Impunité, violence, corruption, état d’exception permanent, la démocratie ne cesse de s’effriter en Grèce. Le 8 mars, une famille assise sur un banc de la place centrale de Nea Smyrni, une banlieue de classes moyennes d’Athènes, a été interpellée par des policiers car, dans le cadre des mesures de confinement, il est interdit de s’asseoir dans l’espace public. Un jeune homme s’est interposé pour protester contre cette apparente absurdité. Les policiers l’ont violemment frappé à coups de matraque en acier, dont l’usage par la police est pourtant interdit. L’incident n’est pas anecdotique, il révèle l’ampleur de la crise politique que traverse le pays. De nombreuses manifestations sont organisées malgré l’interdiction des rassemblements, pour dénoncer l’autoritarisme, les mesures sanitaires répressives, les abus policiers, l’intransigeance à l’égard du gréviste de la faim Dimitris Koufontinas (et la loi contre les mouvements organisés dans les Universités, etc). Après les urnes en 2015, face à la Troïka, et les bancs des tribunaux, où s’est tenu jusqu’en octobre 2020 le procès d’Aube Dorée, la rue est devenue aujourd’hui le seul lieu de combat pour une démocratie en perdition.
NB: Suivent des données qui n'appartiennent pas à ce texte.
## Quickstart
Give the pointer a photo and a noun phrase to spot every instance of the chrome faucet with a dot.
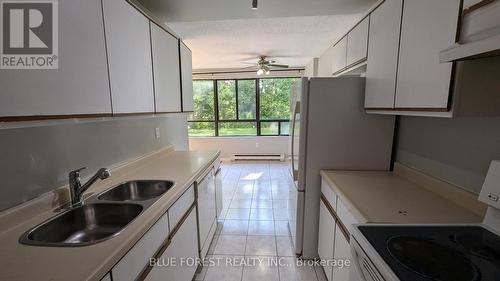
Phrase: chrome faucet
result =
(77, 189)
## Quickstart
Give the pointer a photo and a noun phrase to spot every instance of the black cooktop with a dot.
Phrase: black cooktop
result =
(437, 253)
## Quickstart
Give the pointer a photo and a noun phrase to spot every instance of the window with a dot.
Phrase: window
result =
(242, 107)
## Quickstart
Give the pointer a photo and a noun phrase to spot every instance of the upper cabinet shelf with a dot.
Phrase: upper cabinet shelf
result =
(108, 66)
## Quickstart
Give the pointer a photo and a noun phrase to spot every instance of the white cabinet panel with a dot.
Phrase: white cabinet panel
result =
(182, 249)
(357, 42)
(187, 78)
(342, 252)
(166, 71)
(180, 207)
(326, 237)
(79, 86)
(132, 264)
(207, 207)
(345, 216)
(385, 25)
(428, 27)
(339, 54)
(331, 197)
(129, 56)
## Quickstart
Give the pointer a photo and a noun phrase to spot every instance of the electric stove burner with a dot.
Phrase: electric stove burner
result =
(485, 246)
(431, 260)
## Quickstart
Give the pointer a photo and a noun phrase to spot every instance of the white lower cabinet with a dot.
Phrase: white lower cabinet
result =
(326, 238)
(342, 252)
(207, 212)
(178, 262)
(134, 262)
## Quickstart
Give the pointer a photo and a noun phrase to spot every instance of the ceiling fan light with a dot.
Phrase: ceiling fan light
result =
(254, 4)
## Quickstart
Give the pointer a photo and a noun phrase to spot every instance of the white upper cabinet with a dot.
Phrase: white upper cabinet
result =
(339, 54)
(428, 26)
(166, 71)
(186, 78)
(357, 42)
(129, 57)
(385, 24)
(79, 86)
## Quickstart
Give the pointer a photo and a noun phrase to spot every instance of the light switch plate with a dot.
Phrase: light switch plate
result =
(490, 192)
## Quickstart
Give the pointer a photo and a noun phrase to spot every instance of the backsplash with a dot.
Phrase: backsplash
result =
(37, 159)
(457, 150)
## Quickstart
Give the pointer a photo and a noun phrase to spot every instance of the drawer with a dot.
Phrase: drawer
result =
(180, 207)
(132, 264)
(329, 194)
(345, 216)
(106, 278)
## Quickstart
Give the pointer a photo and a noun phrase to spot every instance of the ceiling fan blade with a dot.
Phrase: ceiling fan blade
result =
(279, 65)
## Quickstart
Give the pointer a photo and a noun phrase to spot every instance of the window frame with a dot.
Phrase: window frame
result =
(256, 120)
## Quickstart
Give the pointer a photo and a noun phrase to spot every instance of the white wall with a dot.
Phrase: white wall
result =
(231, 145)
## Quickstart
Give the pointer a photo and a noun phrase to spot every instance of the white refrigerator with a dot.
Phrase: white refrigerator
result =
(330, 130)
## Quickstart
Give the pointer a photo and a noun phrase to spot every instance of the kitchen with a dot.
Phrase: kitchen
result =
(361, 157)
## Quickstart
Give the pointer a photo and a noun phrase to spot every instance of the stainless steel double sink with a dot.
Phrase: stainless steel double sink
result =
(100, 218)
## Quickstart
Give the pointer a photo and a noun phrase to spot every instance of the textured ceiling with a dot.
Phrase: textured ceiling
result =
(208, 10)
(223, 33)
(291, 40)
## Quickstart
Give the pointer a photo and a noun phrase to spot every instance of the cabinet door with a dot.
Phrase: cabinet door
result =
(342, 252)
(183, 250)
(326, 237)
(186, 78)
(129, 56)
(428, 27)
(357, 42)
(79, 86)
(339, 54)
(166, 71)
(385, 25)
(207, 207)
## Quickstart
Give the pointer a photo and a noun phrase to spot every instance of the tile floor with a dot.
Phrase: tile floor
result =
(253, 229)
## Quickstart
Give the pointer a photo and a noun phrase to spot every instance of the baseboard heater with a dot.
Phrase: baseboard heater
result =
(268, 156)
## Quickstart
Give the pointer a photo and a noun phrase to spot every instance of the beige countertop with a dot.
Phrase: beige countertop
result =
(34, 263)
(390, 197)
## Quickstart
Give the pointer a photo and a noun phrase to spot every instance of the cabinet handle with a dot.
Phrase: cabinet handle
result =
(338, 222)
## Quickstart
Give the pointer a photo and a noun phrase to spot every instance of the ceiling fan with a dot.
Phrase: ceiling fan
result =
(264, 65)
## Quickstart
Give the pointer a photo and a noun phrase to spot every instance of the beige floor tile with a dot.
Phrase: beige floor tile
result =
(260, 246)
(234, 227)
(285, 246)
(261, 271)
(261, 227)
(281, 228)
(238, 214)
(261, 214)
(297, 272)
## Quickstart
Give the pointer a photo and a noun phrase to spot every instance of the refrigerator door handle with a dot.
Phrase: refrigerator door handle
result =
(295, 112)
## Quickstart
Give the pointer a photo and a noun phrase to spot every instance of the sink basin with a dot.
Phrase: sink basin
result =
(137, 190)
(84, 225)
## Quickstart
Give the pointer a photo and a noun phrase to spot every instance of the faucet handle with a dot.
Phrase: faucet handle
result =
(76, 173)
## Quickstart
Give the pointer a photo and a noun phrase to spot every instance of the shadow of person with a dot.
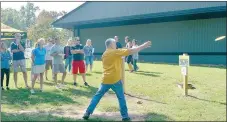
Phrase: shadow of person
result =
(222, 103)
(157, 117)
(21, 97)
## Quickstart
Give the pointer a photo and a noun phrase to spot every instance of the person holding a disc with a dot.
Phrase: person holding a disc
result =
(19, 63)
(57, 51)
(78, 65)
(112, 74)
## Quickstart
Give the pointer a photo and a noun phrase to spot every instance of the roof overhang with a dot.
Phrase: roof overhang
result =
(192, 14)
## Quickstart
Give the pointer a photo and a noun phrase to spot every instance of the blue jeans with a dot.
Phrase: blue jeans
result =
(89, 60)
(68, 62)
(118, 89)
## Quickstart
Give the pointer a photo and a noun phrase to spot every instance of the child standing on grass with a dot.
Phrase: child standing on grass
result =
(135, 56)
(5, 66)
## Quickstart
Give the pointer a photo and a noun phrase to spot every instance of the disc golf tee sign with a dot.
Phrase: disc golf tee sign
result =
(184, 63)
(11, 34)
(184, 60)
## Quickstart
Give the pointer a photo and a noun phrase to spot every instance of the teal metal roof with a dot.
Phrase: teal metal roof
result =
(92, 12)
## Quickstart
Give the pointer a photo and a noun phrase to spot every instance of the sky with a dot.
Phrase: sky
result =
(50, 6)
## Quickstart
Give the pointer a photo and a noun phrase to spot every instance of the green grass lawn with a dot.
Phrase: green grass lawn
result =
(154, 85)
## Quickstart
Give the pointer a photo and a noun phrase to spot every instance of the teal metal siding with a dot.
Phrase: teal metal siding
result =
(104, 10)
(182, 36)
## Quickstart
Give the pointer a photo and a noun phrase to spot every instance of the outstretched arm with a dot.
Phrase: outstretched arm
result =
(139, 48)
(77, 51)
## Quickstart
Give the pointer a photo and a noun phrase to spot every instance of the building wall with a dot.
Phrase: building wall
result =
(181, 36)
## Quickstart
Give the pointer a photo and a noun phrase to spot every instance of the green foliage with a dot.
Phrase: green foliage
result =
(11, 17)
(36, 27)
(27, 13)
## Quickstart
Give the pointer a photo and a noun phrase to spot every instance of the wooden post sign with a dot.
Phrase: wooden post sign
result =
(184, 63)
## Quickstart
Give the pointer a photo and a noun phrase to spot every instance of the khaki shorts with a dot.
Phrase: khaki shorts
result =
(37, 69)
(58, 68)
(48, 64)
(19, 64)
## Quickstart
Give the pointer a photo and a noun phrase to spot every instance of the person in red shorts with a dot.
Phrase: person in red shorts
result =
(78, 65)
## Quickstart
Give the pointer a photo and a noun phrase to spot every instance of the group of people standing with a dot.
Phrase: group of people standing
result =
(53, 54)
(45, 56)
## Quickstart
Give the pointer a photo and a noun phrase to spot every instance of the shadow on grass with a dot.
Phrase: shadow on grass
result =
(207, 100)
(146, 73)
(156, 117)
(144, 98)
(89, 92)
(104, 116)
(97, 72)
(23, 97)
(32, 117)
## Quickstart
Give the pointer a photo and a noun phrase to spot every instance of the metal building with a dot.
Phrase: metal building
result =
(173, 27)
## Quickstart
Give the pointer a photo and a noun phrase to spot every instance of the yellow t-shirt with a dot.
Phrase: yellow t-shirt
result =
(112, 63)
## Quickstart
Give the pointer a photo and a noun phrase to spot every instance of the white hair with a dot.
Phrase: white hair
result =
(109, 42)
(40, 40)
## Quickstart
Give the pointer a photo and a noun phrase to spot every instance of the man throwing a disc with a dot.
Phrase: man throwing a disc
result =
(112, 64)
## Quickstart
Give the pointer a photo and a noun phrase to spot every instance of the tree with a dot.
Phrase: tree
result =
(27, 13)
(43, 28)
(11, 17)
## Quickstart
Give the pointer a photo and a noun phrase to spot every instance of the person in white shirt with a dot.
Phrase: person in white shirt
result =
(48, 57)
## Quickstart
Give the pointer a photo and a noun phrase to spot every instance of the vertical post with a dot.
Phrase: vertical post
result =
(185, 79)
(184, 63)
(0, 91)
(123, 73)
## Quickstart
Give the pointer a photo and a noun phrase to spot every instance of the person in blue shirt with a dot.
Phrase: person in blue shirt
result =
(5, 64)
(88, 53)
(38, 62)
(17, 48)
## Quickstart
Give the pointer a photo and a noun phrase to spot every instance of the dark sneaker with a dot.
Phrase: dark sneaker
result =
(86, 84)
(75, 84)
(86, 116)
(126, 119)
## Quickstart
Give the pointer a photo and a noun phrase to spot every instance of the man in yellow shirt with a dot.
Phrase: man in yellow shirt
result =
(112, 64)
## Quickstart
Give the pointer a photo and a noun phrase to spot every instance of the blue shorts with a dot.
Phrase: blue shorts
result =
(89, 60)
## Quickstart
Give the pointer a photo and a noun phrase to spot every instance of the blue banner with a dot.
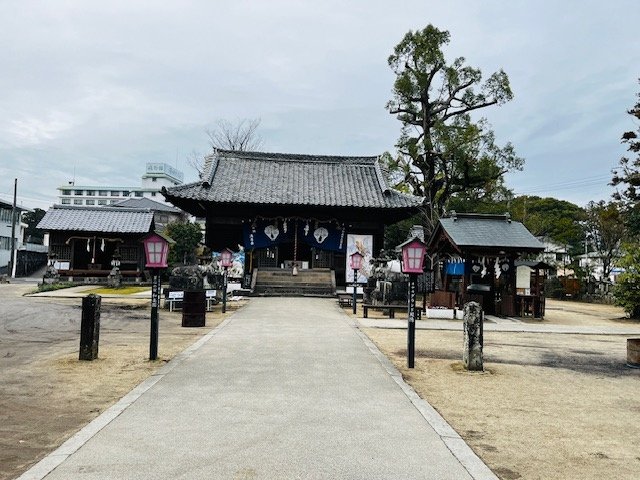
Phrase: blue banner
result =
(264, 233)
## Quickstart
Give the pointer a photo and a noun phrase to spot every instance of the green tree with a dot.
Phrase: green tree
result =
(627, 288)
(187, 237)
(442, 151)
(558, 220)
(241, 136)
(627, 175)
(605, 230)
Image extraite d’une vidéo filmée le 9 mars lors, d’un rassemblement à Nea Smyrni. Les policiers crient « Nous allons tous les tuer ! », menace adressée aux manifestant.e.s. Source : https://thepressproject.gr/pame-na-tous-g-soume-teleiosan-tha-tous-skotosoume/

 

Une police universitaire pour mater les campus

En février, le parlement grec votait une loi qui vise à instaurer une unité de police « spéciale » destinée à surveiller les campus universitaires. La Grèce devient ainsi le seul (ou le premier ?) pays européen à se doter d’une telle police universitaire : pas moins de 1030 policiers, équipés de matraques et de sprays anti-agression. La présentation du projet de loi, un mois auparavant, avait suscité la colère des étudiant.e.s, soutenus par l’ensemble de la gauche et par une grande partie de l’opinion choquée par le souvenir ravivé des jours sombres de la dictature des colonels. Des mobilisations importantes ont eu lieu dans toute la Grèce, et se sont poursuivies pendant plusieurs semaines. Elles ont été violemment réprimées. Outre l’usage systématique de gaz lacrymogènes et de grenades assourdissantes, les policiers ont violemment frappés les étudiant.e.s, même celles et ceux qui étaient menotté.e.s. Les journalistes, les enseignant.e.s et les parents, n’ont pas échappé aux coups de matraque.

10 février : deuxième jour de protestation panhellénique contre le projet de loi pour les Universités. Source : No Borders.

Sous prétexte de répondre à un « besoin sécuritaire », la loi pour les Universités (dite loi Éducation) du gouvernement cache une volonté d’écraser les mouvements de contestation qui s’organisent sur les campus. Pour ceux et celles qui se souviennent de l’insurrection étudiante et populaire de novembre 1973 contre la dictature des colonels, au cours de laquelle un char militaire avait littéralement défoncé l’enceinte de l’Ecole Polytechnique d’Athènes , marquant une répression qui a fait des dizaines de morts, la nouvelle loi pour les Universités apparait comme une menace évidente pour la démocratie. Le souvenir du 17 novembre 1973, une date qui a marqué le début de la fin de la junte militaire, a  conduit, quelques années plus tard, à l’interdiction pour les forces de l’ordre d’entrer dans les campus. Cette garantie des libertés au sein des campus, appellée en grec « l’asile universitaire », fut instaurée en 1982 par le premier gouvernement socialiste d’Andréas Papandréou. Supprimée une première fois en 2011, par un PASOK désormais converti au néolibéralisme musclé, rétablie par Syriza en 2017, elle est de nouveau abrogée par Mitsotakis et une majorité au parlement en août 2019,.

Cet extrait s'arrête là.